As filed with the Securities and Exchange Commission on December 17, 2018

Registration No. 333-144315

 

 

 

UNITED STATES

SECURITIES AND EXCHANGE COMMISSION

Washington, D.C. 20549

 

 

POST-EFFECTIVE AMENDMENT NO. 1 TO

FORM S-8

REGISTRATION STATEMENT

UNDER

THE SECURITIES ACT OF 1933

 

 

SPECTRA ENERGY PARTNERS, LP

(Exact Name of Registrant as Specified in its Charter)

 

 

 

Delaware   41-2232463
(State of Incorporation)   (I.R.S. Employer Identification Number)

5400 Westheimer Court

Houston, Texas 77056

(Address of Principal Executive Offices)

Spectra Energy Partners, LP

Long-Term Incentive Plan

(Full Title of the Plan)

Kelly L. Gray

Corporate Secretary

Spectra Energy Partners, LP

5400 Westheimer Court

Houston, Texas 77056

(713) 627-5400

(Name, Address and Telephone Number, Including Area Code, of Agent for Service)

 

 

Indicate by check mark whether the registrant is a large accelerated filer, an accelerated filer, a non-accelerated filer, a smaller reporting company, or an emerging growth company. See the definitions of “large accelerated filer,” “accelerated filer,” “smaller reporting company,” and “emerging growth company” in Rule 12b-2 of the Exchange Act.

 

Large accelerated filer      Accelerated filer  
Non-accelerated filer      Smaller reporting company  
     Emerging growth company  

If an emerging growth company, indicate by check mark if the registrant has elected not to use the extended transition period for complying with any new or revised financial accounting standards provided pursuant to Section 7(a)(2)(B) of the Securities Act.  ☐

 

 

 


DEREGISTRATION OF UNSOLD SECURITIES

This Post-Effective Amendment No. 1 to the Registration Statement on Form S-8 filed on July 2, 2007 (File No. 333-144315) (the “Registration Statement”) is being filed for the sole purpose of removing from registration any of the registrant’s unsold common units (“Common Units”) and any related plan interests previously registered under the foregoing Registration Statement that may have been issuable pursuant to the Spectra Energy Partners, LP Long-Term Incentive Plan (the “Plan”), if any.

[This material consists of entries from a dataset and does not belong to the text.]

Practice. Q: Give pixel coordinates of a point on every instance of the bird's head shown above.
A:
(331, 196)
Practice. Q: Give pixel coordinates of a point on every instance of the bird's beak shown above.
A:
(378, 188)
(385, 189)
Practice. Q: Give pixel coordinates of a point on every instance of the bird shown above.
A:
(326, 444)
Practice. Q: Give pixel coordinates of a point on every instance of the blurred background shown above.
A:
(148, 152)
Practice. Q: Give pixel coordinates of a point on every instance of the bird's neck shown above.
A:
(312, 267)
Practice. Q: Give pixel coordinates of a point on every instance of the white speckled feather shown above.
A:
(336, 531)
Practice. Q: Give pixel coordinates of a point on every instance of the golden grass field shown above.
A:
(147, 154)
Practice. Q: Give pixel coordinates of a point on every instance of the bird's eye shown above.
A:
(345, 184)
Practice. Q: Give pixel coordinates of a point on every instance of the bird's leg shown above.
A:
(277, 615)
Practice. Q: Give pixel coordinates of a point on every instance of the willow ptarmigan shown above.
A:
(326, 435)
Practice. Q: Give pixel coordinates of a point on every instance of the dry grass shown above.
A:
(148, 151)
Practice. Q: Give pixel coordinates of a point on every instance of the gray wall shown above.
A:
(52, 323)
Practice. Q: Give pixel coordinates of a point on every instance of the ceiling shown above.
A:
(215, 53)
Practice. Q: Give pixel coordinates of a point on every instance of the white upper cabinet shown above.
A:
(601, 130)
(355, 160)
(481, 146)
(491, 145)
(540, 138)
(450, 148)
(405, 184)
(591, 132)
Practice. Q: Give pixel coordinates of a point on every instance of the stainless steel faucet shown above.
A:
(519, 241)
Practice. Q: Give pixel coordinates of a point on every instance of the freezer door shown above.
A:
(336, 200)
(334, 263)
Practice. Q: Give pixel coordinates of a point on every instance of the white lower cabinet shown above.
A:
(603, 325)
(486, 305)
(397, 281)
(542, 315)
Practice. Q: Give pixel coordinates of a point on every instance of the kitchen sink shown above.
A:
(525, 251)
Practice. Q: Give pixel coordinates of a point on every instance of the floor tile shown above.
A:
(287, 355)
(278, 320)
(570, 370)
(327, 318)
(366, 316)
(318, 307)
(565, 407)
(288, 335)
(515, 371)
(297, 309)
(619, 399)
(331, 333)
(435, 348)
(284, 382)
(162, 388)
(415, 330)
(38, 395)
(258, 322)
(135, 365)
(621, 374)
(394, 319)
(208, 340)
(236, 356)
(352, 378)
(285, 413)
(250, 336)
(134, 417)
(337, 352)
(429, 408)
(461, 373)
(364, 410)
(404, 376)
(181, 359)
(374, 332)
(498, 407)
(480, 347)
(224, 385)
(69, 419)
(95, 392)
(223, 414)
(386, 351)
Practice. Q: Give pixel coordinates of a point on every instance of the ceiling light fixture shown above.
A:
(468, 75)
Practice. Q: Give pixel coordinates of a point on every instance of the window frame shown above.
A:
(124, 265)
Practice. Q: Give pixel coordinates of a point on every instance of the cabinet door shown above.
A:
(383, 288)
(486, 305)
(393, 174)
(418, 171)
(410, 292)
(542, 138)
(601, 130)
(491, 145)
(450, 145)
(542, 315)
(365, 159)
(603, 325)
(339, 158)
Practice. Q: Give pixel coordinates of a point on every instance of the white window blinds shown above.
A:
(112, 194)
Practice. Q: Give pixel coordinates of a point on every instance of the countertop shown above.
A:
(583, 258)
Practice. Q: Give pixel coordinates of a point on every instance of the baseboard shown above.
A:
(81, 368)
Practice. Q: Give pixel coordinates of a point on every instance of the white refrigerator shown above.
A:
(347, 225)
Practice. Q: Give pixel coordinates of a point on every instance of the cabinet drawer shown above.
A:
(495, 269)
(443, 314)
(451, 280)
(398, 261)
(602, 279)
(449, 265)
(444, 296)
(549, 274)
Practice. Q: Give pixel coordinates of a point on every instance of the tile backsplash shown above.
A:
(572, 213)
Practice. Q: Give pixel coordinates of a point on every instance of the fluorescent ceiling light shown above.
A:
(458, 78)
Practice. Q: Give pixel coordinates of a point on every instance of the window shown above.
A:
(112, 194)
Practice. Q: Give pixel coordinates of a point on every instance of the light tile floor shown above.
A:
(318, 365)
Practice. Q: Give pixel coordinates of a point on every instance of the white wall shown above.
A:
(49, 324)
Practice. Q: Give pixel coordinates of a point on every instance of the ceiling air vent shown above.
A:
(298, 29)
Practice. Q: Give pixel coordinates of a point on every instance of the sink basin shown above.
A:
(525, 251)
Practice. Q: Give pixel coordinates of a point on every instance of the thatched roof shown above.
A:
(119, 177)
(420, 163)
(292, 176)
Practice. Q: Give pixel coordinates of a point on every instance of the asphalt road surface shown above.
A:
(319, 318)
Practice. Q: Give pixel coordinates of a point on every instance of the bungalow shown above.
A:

On December 17, 2018, pursuant to the Agreement and Plan of Merger, dated as of August 24, 2018, by and among the registrant, Spectra Energy Partners (DE) GP, LP, Enbridge Inc. (“Enbridge”), Enbridge (U.S.) Inc., Autumn Acquisition Sub, LLC (“Merger Sub”), and, solely for the purposes of Article I, Article II and Article XI, Enbridge US Holdings Inc., Spectra Energy Corp, Spectra Energy Capital, LLC and Spectra Energy Transmission, LLC, Merger Sub merged with and into the registrant, with the registrant continuing as the surviving entity and an indirect, wholly owned subsidiary of Enbridge (the “Merger”). As a result of the Merger, any offering pursuant to the Registration Statement has been terminated.

In accordance with the undertakings made by the registrant in the foregoing Registration Statement to remove from registration, by means of a post-effective amendment, any of the securities that had been registered for issuance that remain unsold at the termination of the offering, the registrant hereby removes from registration all such securities registered with respect to the Plan which remain unsold and unissued under the foregoing Registration Statement in connection therewith as of the date hereof.


SIGNATURES

Pursuant to the requirements of the Securities Act of 1933, as amended, the registrant certifies that it has reasonable grounds to believe that it meets all of the requirements for filing on Form S-8 and has duly caused this Post-Effective Amendment No. 1 to the Registration Statement to be signed on its behalf by the undersigned, thereunto duly authorized, in the City of Houston, State of Texas, on this 17th day of December, 2018.

 

SPECTRA ENERGY PARTNERS, LP

 

BY:  SPECTRA ENERGY PARTNERS (DE) GP, LP,

        its General Partner

 

BY:  SPECTRA ENERGY PARTNERS GP, LLC,

        its General Partner

By:   /s/ Stephen J. Neyland
  Stephen J. Neyland
  Vice President-Finance
  (Duly Authorized Officer)

Note: No other person is required to sign this Post-Effective Amendment to the Registration Statement on Form S-8 in reliance upon Rule 478 under the Securities Act of 1933, as amended.